Mam na imię Aga i mam 12 lat. Pisze do was ponieważ mam ogromny problem. W
naszej klasie są już tylko dwie dziewice( tzn. ja i nasza nauczycielka),
postanowiłam więc , że nie mogę stracić dziewictwa ostatnia zwłaszcza , że za
trzy tygodnie nasza nauczycielka(31lat) wychodzi za mąż i pewnie to
zrobi.Chciałam zrobić to z Mariuszem najprzystojniejszym chłopakiem w naszej
podstawówce, jednak on powiedział ,że dziewczyny mu nie w głowie bo chce
zostać trenerem pokemonów:-/Co mam zrobić żeby przekonać Mariusza do tego
pierwszego razu, nie mogę przegrać z pokemonami bo to będzie wstyd na całą
szkołę.POMOCY Very Happy

Drogie BRAVO! Nazywam się Joanna i mam 14 lat,ostatnio byłam na imprezie i
pierwszy raz w zyciu robiłam to z chłopakiem oralnie..on miał 23 lata...wszystko
widziała moja starsza siostra która wezwała policje i Konrada aresztowali.Po paru
dniach wezwano mnie na komende,dowiedziałam się,że Konrad,którego bardzo
pokochałam jest jakimś pedofilem czy coś takiego..nie wiem co mam o tym
mysleć...Co to znaczy pedofil i czy mam z nim zerwać?? Smile

Drogie Bravo!
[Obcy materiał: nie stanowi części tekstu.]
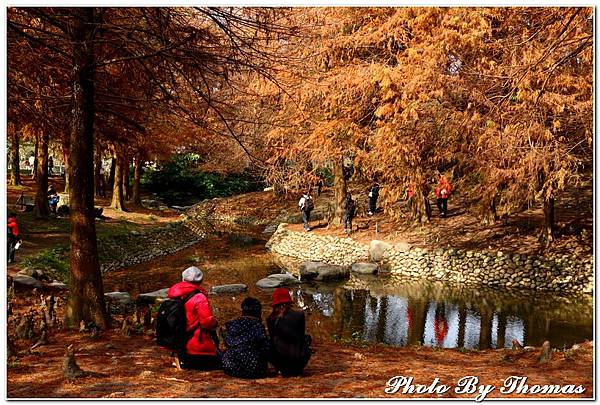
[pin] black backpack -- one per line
(171, 323)
(309, 204)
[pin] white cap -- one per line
(192, 275)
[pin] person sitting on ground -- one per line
(290, 346)
(306, 205)
(442, 192)
(201, 351)
(53, 199)
(373, 195)
(349, 211)
(246, 343)
(13, 239)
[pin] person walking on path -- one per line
(319, 187)
(306, 205)
(349, 211)
(373, 195)
(201, 351)
(53, 199)
(13, 240)
(246, 343)
(442, 192)
(290, 345)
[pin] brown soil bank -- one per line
(134, 368)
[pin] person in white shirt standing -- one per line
(306, 205)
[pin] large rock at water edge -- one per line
(286, 278)
(403, 246)
(229, 289)
(322, 271)
(119, 298)
(377, 249)
(153, 296)
(27, 281)
(364, 268)
(269, 283)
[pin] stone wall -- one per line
(495, 269)
(308, 246)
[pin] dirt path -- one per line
(135, 368)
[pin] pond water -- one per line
(375, 309)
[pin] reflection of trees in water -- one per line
(400, 321)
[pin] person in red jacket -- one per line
(13, 236)
(201, 351)
(442, 192)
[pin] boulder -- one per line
(269, 283)
(153, 296)
(403, 246)
(377, 249)
(27, 281)
(229, 289)
(286, 278)
(322, 271)
(117, 297)
(364, 268)
(58, 285)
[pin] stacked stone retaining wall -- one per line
(135, 248)
(500, 269)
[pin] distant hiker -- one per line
(410, 193)
(53, 199)
(319, 187)
(290, 346)
(13, 240)
(348, 171)
(442, 192)
(349, 211)
(200, 351)
(306, 205)
(246, 343)
(373, 195)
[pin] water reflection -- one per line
(399, 320)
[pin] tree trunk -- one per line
(117, 196)
(42, 209)
(339, 192)
(111, 174)
(35, 160)
(67, 171)
(86, 298)
(547, 234)
(126, 187)
(137, 174)
(15, 173)
(98, 180)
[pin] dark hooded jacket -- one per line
(247, 348)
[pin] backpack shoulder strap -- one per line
(189, 296)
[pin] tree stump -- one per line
(70, 367)
(43, 340)
(126, 329)
(25, 327)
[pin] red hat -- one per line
(281, 296)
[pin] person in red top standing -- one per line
(442, 192)
(201, 351)
(13, 236)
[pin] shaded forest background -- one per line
(500, 100)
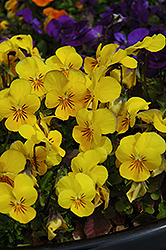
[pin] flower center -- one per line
(78, 201)
(137, 163)
(88, 131)
(6, 179)
(18, 206)
(19, 112)
(66, 101)
(37, 82)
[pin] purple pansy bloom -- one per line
(27, 15)
(71, 32)
(139, 13)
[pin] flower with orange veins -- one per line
(101, 88)
(66, 94)
(11, 163)
(17, 201)
(42, 3)
(87, 163)
(139, 154)
(91, 126)
(65, 58)
(52, 13)
(33, 69)
(56, 222)
(4, 25)
(19, 107)
(52, 140)
(77, 194)
(36, 156)
(107, 57)
(131, 108)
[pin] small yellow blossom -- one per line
(19, 107)
(17, 201)
(131, 108)
(33, 69)
(139, 154)
(11, 163)
(65, 58)
(87, 163)
(91, 126)
(65, 93)
(77, 194)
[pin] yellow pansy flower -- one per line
(103, 148)
(17, 201)
(101, 88)
(131, 108)
(109, 57)
(56, 222)
(19, 107)
(153, 44)
(102, 195)
(33, 69)
(65, 93)
(77, 194)
(65, 58)
(11, 163)
(91, 126)
(139, 154)
(87, 163)
(128, 76)
(11, 6)
(136, 190)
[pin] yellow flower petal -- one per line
(23, 217)
(136, 174)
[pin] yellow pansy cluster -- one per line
(88, 91)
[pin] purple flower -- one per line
(159, 10)
(89, 5)
(139, 13)
(27, 15)
(71, 32)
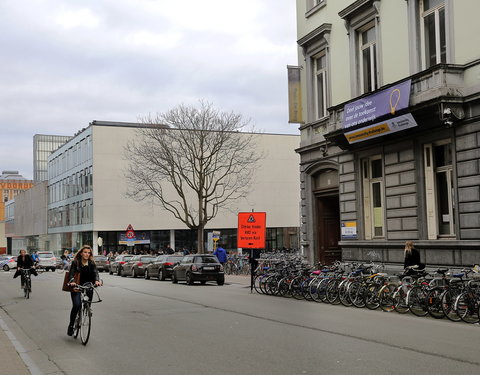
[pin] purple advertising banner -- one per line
(371, 107)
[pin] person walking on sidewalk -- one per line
(221, 255)
(24, 261)
(84, 265)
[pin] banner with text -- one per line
(294, 95)
(382, 128)
(371, 107)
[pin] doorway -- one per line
(328, 228)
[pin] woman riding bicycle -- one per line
(24, 261)
(84, 265)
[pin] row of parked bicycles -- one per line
(441, 293)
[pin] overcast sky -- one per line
(65, 63)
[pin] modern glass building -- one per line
(43, 145)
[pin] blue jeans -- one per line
(77, 304)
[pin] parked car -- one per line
(47, 260)
(201, 268)
(136, 265)
(162, 266)
(116, 265)
(8, 262)
(102, 262)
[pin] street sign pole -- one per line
(251, 235)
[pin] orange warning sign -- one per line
(251, 230)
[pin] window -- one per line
(313, 3)
(362, 20)
(313, 6)
(440, 197)
(432, 31)
(373, 197)
(367, 58)
(315, 47)
(320, 84)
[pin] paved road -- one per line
(153, 327)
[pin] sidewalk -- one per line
(10, 360)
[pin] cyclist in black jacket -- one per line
(84, 265)
(24, 261)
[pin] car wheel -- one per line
(189, 278)
(161, 275)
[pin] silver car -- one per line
(47, 260)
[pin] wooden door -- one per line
(328, 229)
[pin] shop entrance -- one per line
(328, 228)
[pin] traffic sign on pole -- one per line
(251, 230)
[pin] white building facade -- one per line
(87, 187)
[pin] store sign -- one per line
(369, 108)
(393, 125)
(349, 230)
(140, 238)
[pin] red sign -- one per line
(251, 230)
(130, 232)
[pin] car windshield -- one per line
(45, 255)
(206, 260)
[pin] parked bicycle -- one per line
(83, 321)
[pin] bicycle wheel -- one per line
(313, 289)
(467, 307)
(322, 290)
(372, 301)
(86, 321)
(400, 300)
(448, 305)
(385, 297)
(296, 287)
(256, 283)
(356, 293)
(343, 296)
(306, 289)
(416, 300)
(434, 303)
(332, 291)
(77, 324)
(284, 287)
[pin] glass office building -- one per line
(43, 145)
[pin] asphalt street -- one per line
(153, 327)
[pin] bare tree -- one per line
(194, 164)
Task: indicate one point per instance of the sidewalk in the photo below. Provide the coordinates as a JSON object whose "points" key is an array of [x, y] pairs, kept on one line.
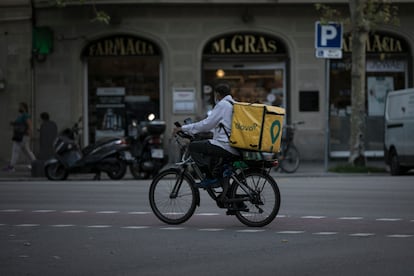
{"points": [[306, 169]]}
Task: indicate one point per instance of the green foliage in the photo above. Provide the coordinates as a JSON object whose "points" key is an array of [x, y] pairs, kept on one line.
{"points": [[100, 16], [375, 12]]}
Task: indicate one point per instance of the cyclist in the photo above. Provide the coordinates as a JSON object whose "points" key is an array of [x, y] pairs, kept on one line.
{"points": [[210, 155]]}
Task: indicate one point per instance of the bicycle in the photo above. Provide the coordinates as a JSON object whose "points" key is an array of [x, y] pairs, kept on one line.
{"points": [[249, 193], [289, 157]]}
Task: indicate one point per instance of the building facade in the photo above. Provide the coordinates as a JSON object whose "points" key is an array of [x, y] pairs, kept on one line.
{"points": [[165, 57]]}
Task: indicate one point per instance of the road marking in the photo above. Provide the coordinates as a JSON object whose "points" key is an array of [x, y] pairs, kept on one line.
{"points": [[43, 211], [351, 218], [138, 213], [107, 212], [211, 229], [290, 232], [400, 236], [135, 227], [62, 225], [388, 219], [325, 233], [11, 211], [207, 214], [250, 231], [362, 234], [99, 226], [172, 228]]}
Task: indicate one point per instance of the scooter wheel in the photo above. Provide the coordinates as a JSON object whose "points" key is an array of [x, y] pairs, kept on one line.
{"points": [[118, 170], [56, 171]]}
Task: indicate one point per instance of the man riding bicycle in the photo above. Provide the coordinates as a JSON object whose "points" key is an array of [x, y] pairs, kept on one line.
{"points": [[210, 155]]}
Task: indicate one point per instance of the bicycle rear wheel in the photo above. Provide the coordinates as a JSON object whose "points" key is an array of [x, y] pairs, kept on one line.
{"points": [[173, 198], [290, 161], [263, 207]]}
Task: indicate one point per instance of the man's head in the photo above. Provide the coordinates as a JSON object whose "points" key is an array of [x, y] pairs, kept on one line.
{"points": [[222, 89]]}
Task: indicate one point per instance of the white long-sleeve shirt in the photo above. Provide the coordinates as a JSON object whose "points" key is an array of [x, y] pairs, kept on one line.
{"points": [[221, 113]]}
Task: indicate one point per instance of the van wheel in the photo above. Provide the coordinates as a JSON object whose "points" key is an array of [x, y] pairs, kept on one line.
{"points": [[395, 167]]}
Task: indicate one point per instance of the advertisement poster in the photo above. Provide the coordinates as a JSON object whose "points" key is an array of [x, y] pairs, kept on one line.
{"points": [[110, 112], [378, 87]]}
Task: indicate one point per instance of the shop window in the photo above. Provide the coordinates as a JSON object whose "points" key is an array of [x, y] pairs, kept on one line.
{"points": [[135, 93]]}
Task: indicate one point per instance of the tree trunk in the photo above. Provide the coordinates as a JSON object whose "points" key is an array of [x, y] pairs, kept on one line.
{"points": [[360, 30]]}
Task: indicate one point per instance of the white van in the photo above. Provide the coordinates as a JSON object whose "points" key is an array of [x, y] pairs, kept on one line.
{"points": [[399, 131]]}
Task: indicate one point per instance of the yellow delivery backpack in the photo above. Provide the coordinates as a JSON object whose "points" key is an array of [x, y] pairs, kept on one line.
{"points": [[256, 127]]}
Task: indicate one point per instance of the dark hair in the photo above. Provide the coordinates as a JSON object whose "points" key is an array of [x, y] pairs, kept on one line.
{"points": [[24, 106], [223, 89], [44, 116]]}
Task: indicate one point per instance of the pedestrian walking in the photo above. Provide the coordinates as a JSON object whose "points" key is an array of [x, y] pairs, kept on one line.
{"points": [[22, 132]]}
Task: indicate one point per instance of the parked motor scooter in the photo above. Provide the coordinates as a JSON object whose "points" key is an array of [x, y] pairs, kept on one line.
{"points": [[146, 147], [107, 155]]}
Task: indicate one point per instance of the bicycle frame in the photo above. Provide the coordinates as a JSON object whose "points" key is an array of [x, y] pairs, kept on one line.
{"points": [[186, 162]]}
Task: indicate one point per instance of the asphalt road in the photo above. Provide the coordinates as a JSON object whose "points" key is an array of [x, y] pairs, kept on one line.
{"points": [[359, 225]]}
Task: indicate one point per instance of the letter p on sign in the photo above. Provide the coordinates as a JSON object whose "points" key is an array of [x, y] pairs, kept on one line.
{"points": [[328, 35]]}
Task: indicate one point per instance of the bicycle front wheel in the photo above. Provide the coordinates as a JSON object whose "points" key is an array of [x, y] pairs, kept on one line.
{"points": [[264, 195], [290, 161], [173, 197]]}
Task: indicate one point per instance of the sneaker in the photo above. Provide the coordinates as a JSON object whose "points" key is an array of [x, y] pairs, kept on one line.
{"points": [[8, 169], [209, 183]]}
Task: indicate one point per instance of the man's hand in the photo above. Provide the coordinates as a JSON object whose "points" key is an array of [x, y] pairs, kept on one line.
{"points": [[176, 129]]}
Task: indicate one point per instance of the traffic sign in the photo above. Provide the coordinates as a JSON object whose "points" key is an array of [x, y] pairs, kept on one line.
{"points": [[329, 53], [328, 35]]}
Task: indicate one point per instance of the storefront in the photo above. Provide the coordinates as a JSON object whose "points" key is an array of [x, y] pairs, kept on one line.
{"points": [[123, 76], [388, 68], [254, 64]]}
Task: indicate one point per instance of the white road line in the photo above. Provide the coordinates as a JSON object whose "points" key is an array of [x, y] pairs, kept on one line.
{"points": [[325, 233], [172, 228], [400, 236], [11, 211], [43, 211], [99, 226], [107, 212], [250, 231], [207, 214], [362, 234], [135, 227], [290, 232], [138, 213], [351, 218], [388, 219], [62, 225], [211, 229]]}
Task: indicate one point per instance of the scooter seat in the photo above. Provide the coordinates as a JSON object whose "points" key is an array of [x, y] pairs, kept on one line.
{"points": [[97, 144]]}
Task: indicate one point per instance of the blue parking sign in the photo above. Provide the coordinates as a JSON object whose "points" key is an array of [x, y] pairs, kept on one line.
{"points": [[328, 35]]}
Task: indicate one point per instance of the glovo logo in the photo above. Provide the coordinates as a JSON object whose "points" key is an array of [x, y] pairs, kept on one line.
{"points": [[275, 130], [246, 127]]}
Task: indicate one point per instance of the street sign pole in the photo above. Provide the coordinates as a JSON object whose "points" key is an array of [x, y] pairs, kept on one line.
{"points": [[328, 45]]}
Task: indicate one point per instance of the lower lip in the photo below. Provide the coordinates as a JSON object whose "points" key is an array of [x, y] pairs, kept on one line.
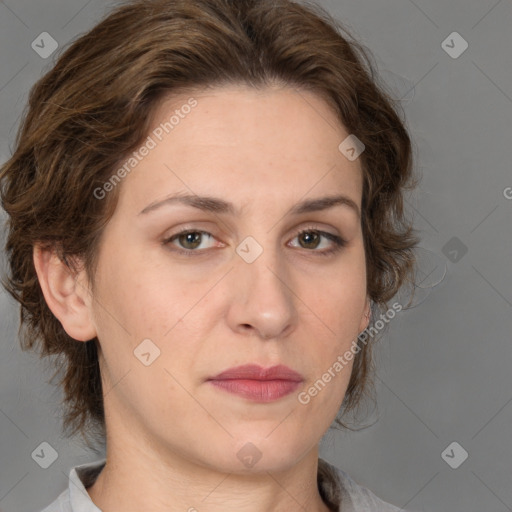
{"points": [[258, 390]]}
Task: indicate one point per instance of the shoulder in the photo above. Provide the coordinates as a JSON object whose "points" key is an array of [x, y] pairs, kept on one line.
{"points": [[76, 498], [61, 504], [341, 490]]}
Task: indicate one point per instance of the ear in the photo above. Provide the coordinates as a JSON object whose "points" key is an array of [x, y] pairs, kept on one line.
{"points": [[66, 293], [365, 318]]}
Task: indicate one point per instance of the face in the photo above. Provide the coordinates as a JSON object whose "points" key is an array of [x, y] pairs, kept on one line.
{"points": [[252, 280]]}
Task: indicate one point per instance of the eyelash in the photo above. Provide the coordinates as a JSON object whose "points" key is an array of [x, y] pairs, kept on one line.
{"points": [[339, 242]]}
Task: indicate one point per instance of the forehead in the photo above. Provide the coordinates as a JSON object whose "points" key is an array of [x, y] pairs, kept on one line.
{"points": [[272, 142]]}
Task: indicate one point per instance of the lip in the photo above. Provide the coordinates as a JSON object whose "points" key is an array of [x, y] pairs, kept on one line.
{"points": [[257, 383]]}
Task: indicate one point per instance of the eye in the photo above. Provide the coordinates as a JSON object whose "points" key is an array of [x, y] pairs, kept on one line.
{"points": [[189, 240], [311, 239]]}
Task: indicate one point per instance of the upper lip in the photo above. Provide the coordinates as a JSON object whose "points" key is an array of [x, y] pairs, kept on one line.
{"points": [[256, 372]]}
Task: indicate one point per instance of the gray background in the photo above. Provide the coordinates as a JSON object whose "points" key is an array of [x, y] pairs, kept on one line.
{"points": [[444, 366]]}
Mam na imie Kasia i mam 14 lat. Piszę do Was bo mam duży problem.
Od jakiegoś czasu masturbuje się świeczką. Powiedziałam o tym swojej najlepszej
przyjaciółce. A ta mi powiedziała, że od tego można zajść w ciążę. Czy to prawda
Pomóżcie! Sad

KAROL 18 Długo zastanawiałem sie aby napisac ten list do Wasej Redakcji , ale
śadze ,że możecie pomóc rozwiązać mi mój problem. Otóż w wakacje poznałem
pewną cudowną dziewczyne Monike , jest w moim wieku i jest już doświadczona.
Po tygodniu zaproponowała mi abyśmy zaczeli sie kochać , ale ja sie boje i przed
tym "pierwszym razem" mam pytanie czy mój członek może utkwić w jej pochwie ?
I co mam zrobić i jak sie zachować jeśli tak sie stanie i nie będe mógł go wyjąć.
Prosze o szybką odpowiedz , bo jesli nadal bede bał sie tego zrobić to ona
przestanie mnie kochać. Sad

Olek 17lat:
Mój problem polega natym ze po nocach sni mi sie ze uprawiam seks ze swoim
mlodszym bratem. Sen ten powtarza sie dosyc czest czy to oznacza ze jestem
gejem?? Smile TUMUN TO TY PISAŁEŚ ? Smile

Very Happy Very Happy Very Happy Very Happy
Wiszą na drzewie trzy leniwce i kłóca się który jest
bardziej leniwy.
Pierwszy mówi:
- Wiecie chłopaki, idę sobie ulicą, patrzę sobie, a tu worek
złota na ulicy leży, ale nie chciało mi się go podnieść.
Na to drugi:
- No widzicie, a ja idę sobie plażą i patrzę jak Claudia
Schiffer leży sobie naga i chce żeby ją przelecieć. No ale nie chiało mi
się.
Trzeci:
- A wiecie chłopaki, ja ostatnio byłem w kinie, na strasznie
śmiesznej komedii ale przez cały film plakałem.
- No co ty na komedii i płakałeś?
- Bo siadłem sobie na jajka i nie chciało mi sie wstać
poprawić.
Very Happy Very Happy Very Happy Very Happy

Wraca dresiarz z Paryża i opowiada swojej żonie, co tam widział:
- Wiesz, Zocha, idę, patrzę, a tu wielki plac! Patrzę nalewo...
ochu*eć można! Patrzę przed siebie... O rzesz ku*wa mać! Patrzę na
prawo...O ja cię pier*olę...
Zocha zaczyna płakać. Dres pyta:
- Zocha, co Ci sie stało?
Ta odpowiada:
- O Boże, jak tam musi być pięknie.

Very Happy Very Happy Very Happy Very Happy

Imiennik wraca bardzo późno. Wkurzony ojciec pyta się go już od progu:
-Gdzie byłeś gówniarzu, dzwoniiłem do twojego gimnazjum i wychowawczyni powiedziała,
że nie było cie dziś w szkole.
-No wiesz tato, dziś rzeczywiście mnie nie było, no ale wiesz,
miałem powód, dzis miałem swój..pierwszy raz..
-no synu, to czemu tak od razu nie mówisz? No synek ,
mężczyzna jesteś, chodź w takim razie, usiądź ze mną napijemy się wódeczki,zapalimy,pogadamy \
-No tato, chętnie sie z toba napije, zapale tez sobie, ale usiąść nie usiąde...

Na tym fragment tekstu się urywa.